It was a time in my life where I was always in Spain and enjoyed promoting Spanish tourism. A long, complicated and arduous project concluded that week and I was in dire need of a holiday. I thought why not go to Madrid and hang out with my friend Olivia? Visit Seville and see the hometown of my spiritual adviser. It would be a good idea to meet the family of our business partners in Salamanca too. But for me? Truly, the trip for myself was visiting the Basque country, specifically San Sebastian and Bilbao.
Then and now, I still have a split personality of being torn between food and development (I thought it was called government and politics when I was younger). Pais Vasco appealed to me on two fronts.
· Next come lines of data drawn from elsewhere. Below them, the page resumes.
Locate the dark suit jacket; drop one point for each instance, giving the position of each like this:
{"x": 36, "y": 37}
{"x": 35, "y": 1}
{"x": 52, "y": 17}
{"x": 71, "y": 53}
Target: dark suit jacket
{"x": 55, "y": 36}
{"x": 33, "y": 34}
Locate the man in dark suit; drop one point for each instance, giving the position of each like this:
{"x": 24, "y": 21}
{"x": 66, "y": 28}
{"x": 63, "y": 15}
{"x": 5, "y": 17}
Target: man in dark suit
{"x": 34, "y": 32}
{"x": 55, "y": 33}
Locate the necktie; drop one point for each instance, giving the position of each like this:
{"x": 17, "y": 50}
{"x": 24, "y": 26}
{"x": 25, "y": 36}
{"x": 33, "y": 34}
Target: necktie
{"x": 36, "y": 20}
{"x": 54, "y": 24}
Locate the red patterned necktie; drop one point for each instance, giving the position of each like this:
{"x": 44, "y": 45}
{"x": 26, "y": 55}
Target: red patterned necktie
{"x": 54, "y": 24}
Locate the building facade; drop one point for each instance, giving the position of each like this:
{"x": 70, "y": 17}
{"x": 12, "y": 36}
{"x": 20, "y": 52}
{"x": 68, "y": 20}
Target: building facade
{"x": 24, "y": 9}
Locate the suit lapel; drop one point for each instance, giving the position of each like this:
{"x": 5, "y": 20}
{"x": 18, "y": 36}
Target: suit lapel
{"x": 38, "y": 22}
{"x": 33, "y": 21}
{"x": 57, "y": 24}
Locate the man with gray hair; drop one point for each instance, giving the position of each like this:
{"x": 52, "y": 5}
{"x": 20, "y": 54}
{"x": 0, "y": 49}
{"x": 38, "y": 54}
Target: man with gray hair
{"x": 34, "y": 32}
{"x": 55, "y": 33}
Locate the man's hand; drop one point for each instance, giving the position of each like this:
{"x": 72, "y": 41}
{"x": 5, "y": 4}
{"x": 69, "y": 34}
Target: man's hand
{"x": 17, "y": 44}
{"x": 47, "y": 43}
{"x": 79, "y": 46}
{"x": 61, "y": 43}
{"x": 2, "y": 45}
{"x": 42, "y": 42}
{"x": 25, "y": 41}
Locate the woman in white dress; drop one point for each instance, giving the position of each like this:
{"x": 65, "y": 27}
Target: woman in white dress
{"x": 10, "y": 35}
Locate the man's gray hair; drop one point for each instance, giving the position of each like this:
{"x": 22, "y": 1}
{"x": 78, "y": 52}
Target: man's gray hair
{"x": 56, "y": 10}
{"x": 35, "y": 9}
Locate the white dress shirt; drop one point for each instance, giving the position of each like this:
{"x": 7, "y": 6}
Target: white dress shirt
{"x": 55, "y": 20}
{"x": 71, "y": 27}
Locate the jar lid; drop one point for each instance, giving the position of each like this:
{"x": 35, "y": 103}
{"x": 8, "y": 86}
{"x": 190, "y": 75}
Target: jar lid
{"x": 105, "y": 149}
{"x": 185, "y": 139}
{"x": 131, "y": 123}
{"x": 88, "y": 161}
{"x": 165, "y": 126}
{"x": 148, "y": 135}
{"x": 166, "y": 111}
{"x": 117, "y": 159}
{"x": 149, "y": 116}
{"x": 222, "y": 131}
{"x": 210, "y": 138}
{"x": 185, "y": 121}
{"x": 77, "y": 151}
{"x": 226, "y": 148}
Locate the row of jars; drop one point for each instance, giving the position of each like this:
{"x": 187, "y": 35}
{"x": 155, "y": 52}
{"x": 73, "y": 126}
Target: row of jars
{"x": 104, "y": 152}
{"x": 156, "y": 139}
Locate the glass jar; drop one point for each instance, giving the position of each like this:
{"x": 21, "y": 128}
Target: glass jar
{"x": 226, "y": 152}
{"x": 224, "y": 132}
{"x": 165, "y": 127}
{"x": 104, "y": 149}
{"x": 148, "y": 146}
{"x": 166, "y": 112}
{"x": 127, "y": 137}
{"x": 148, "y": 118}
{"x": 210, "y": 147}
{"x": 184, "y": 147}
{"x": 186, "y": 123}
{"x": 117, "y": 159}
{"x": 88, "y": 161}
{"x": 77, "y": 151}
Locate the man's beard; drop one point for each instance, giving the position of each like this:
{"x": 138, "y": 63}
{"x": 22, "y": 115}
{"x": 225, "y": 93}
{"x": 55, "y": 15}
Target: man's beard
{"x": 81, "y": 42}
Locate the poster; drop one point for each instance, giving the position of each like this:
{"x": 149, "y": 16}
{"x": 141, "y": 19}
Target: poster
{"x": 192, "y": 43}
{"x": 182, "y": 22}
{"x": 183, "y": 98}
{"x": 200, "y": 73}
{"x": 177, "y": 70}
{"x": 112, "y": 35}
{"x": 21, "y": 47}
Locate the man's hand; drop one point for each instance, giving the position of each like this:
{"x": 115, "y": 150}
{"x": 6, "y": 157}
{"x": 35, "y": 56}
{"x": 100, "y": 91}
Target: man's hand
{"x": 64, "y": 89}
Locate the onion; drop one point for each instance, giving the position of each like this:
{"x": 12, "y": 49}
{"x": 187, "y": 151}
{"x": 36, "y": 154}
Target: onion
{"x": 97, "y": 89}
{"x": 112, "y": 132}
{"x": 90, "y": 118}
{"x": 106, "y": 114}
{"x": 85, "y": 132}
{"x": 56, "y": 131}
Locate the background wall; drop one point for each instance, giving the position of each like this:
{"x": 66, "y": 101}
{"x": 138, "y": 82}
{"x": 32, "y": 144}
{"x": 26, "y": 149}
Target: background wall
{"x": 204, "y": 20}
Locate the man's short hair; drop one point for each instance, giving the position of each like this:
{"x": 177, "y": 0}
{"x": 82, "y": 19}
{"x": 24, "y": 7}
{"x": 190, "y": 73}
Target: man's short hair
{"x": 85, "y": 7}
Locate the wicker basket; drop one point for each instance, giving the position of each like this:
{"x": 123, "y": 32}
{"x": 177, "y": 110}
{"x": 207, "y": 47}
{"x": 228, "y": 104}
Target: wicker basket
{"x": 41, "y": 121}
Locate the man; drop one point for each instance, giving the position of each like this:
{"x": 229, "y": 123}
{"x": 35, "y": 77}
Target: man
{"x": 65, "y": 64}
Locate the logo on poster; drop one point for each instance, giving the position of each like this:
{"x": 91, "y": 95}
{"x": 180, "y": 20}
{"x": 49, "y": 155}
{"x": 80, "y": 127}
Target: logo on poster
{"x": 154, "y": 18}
First, my curiosity about its autonomous government and concerns about ETA - an armed nationalist separatist organization that then sought independence from Spain aside from its earlier function of just promoting Basque culture. Second, related to culture, is the food. There's tapas and then there's pintxos - the cornerstone of northern Spain's culture - differentiated from tapas because everything is held together on a spike with the bread opposed to just small plates as it is with tapas.
So there I was after Prague, Madrid, Seville, and Salamanca, on a train by myself to Donostia-San Sebastian. It was a trip without plans except to rest and enjoy. I only had a hotel booked and didn't even arrange for transfers. Travelling solo was not novelty or cool to me. It was simply no big deal. I used to believe that if I wait for a companion to do something, I'll never get around to doing it.
To get our geographical bearings in order, San Sebastian is a coastal city in the Basque country of Spain, about 12 miles to the French border around the Atlantic ocean. In several occasions, it took turns with Gipuzkoa as the capital. Its iconic landmark is La Concha bay (shaped like a shell) and my hotel was right before you reached Igueldo, which was a great place to see the rest of the bay.
I was aware San Sebastian is one of the cities with the highest concentration of Michelin stars per capita but I didn't make reservations for any. After my walking and bus tours, I just moved from one bar to another, having a pintxo or two, leaving trails of table napkins and toothpicks on the floor as it is done in Spain. Unlike Madrid, I also saw a lot of shops and bars selling bacalao (dried cod) in so many ways too. Such a pity I couldn't bring home slabs of bacalao that my mom could cook so well!